During the episode Vance Kelley, a project manager for Treanor Architects, promoted the economic development aspects of the capitol building’s restoration. Since the workers are local, he said that utilizing local labor forces means that tax dollars get passed along to local merchants: “Actually we’re generating, I think it’s been estimated between six and seven times the amount of money within the local economy. Preservation actually creates jobs. It is economic development in itself.”
This argument — that government spending of this type creates jobs — is commonly heard from advocates of more government spending. It’s a popular argument among historic preservationists, too, as they seek to justify why their work is so expensive, and why public money should be expended on it.
Does government spending create jobs? The short answer is no. The primary reason is that government can only spend what it takes from someone else. It might do the taking now in the form of taxation. Or it might borrow, which delays taxation to the future. Either way, many people have less money to spend, save, and invest because of the taxation.
Kelley’s argument does have a ring of truth to it. Local merchants — Topeka, he means — are benefiting. Taxpayers across the state are taxed to send money to be spent largely in Topeka. This benefit, however, comes at the expense of spending — and related jobs — in other parts of Kansas. This is a selfish argument.

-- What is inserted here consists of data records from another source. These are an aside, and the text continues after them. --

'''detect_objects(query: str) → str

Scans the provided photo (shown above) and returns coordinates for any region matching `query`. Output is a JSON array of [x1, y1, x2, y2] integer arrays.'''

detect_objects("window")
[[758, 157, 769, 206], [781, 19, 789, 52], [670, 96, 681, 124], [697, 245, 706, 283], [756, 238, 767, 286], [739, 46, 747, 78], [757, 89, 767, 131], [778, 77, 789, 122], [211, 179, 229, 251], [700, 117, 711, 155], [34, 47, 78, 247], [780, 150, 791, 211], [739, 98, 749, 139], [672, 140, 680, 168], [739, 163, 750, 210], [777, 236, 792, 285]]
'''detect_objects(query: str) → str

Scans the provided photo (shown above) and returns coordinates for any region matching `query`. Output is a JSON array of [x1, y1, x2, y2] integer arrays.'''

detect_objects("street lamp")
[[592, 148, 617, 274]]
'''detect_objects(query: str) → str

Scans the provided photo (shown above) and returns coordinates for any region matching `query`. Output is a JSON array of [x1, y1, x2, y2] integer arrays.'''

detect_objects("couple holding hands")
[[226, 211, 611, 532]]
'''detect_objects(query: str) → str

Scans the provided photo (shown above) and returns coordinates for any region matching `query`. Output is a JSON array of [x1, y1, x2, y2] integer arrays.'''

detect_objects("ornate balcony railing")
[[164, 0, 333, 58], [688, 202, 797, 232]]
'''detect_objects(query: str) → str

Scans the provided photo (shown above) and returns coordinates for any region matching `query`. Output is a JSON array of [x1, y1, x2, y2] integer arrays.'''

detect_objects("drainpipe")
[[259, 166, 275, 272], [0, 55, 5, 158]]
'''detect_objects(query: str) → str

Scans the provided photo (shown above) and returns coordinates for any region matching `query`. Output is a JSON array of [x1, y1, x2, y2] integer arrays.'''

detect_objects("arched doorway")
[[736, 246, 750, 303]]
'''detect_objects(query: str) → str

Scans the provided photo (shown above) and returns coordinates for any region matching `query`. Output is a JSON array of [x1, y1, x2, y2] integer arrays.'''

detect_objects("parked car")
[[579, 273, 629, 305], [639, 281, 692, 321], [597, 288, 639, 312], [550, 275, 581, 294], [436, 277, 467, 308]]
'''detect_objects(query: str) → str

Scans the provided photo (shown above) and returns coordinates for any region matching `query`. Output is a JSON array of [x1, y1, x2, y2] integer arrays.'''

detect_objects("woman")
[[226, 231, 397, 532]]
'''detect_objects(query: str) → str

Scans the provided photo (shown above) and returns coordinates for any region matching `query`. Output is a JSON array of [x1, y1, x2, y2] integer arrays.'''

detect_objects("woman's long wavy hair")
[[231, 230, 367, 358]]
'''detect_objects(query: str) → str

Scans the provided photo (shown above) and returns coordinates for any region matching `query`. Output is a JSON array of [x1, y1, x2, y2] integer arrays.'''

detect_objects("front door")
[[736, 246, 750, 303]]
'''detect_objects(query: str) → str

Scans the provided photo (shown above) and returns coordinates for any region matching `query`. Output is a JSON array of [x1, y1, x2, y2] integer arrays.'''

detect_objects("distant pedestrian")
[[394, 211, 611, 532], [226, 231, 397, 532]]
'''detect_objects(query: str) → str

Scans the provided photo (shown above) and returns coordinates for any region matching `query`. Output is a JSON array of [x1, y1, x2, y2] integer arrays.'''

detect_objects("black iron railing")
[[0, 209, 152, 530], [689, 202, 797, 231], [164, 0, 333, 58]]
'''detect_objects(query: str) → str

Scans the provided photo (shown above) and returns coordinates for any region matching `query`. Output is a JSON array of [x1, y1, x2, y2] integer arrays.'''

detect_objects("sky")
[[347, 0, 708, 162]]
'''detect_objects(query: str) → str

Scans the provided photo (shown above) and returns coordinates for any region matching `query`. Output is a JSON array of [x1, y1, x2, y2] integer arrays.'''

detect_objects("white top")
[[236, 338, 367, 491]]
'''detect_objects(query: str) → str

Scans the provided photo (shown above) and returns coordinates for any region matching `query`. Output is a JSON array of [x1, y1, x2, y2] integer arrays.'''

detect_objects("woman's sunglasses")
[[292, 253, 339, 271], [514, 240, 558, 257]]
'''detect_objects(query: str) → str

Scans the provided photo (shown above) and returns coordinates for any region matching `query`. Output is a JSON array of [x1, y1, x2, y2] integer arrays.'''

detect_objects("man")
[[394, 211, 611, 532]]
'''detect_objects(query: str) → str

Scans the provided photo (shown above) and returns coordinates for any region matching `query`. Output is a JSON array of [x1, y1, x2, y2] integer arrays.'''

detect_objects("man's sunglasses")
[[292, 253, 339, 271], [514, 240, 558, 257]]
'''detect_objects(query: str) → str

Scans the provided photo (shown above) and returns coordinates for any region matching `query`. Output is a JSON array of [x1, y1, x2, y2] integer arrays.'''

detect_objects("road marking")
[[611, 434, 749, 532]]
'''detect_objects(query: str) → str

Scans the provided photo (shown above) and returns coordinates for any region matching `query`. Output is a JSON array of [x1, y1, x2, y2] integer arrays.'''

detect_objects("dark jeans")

Kelley may not be aware of the seen and unseen fallacy that pervades popular thinking. When we go to Topeka — or watch taxpayer-funded public television — we can see the glory and magnificence of the government spending on the Kansas Capitol. Finding the harm caused by the taxation necessary to pay for this, however, is disbursed across the state and very difficult to find. But it exists.
Kelley also referenced the multiplier. That’s the observation that money spent gets spent again, and again, and again. That’s true. But advocates of government spending like Kelley think that only government spending is magically multiplied. The truth is that any spending is multiplied in this way. It’s a natural phenomenon of economics.
Some people make the argument that people may not spend their money during uncertain times. Instead, they may save it. But where do savings go? Many people put their money in a bank, which then lends it to people who want to spend it. Other people buy stocks or bonds, or pay down debt. Either action provides funds for others to spend. It’s only when people save money by stuffing it in their mattresses that this argument — that government must spend — applies. And very few people do this.
The further truth is that when spending their own money, people are usually careful. Government? Not so much. Evidence of this is the ornate decorative carvings illustrated in the Sunflower Journeys episode. Few private buildings are built to this standard, because people — even wealthy people — spending their own money don’t value this frivolity very highly.
Instead, it is government, spending taxpayers’ money, that builds elaborate monuments to itself.
There are some cases where we might argue that government spending creates wealth, such as in the building of needed highways. It does not follow, however, that only government is capable of making this investment. Further, streets and highways are far removed from ornate stonecarvings on a government monument.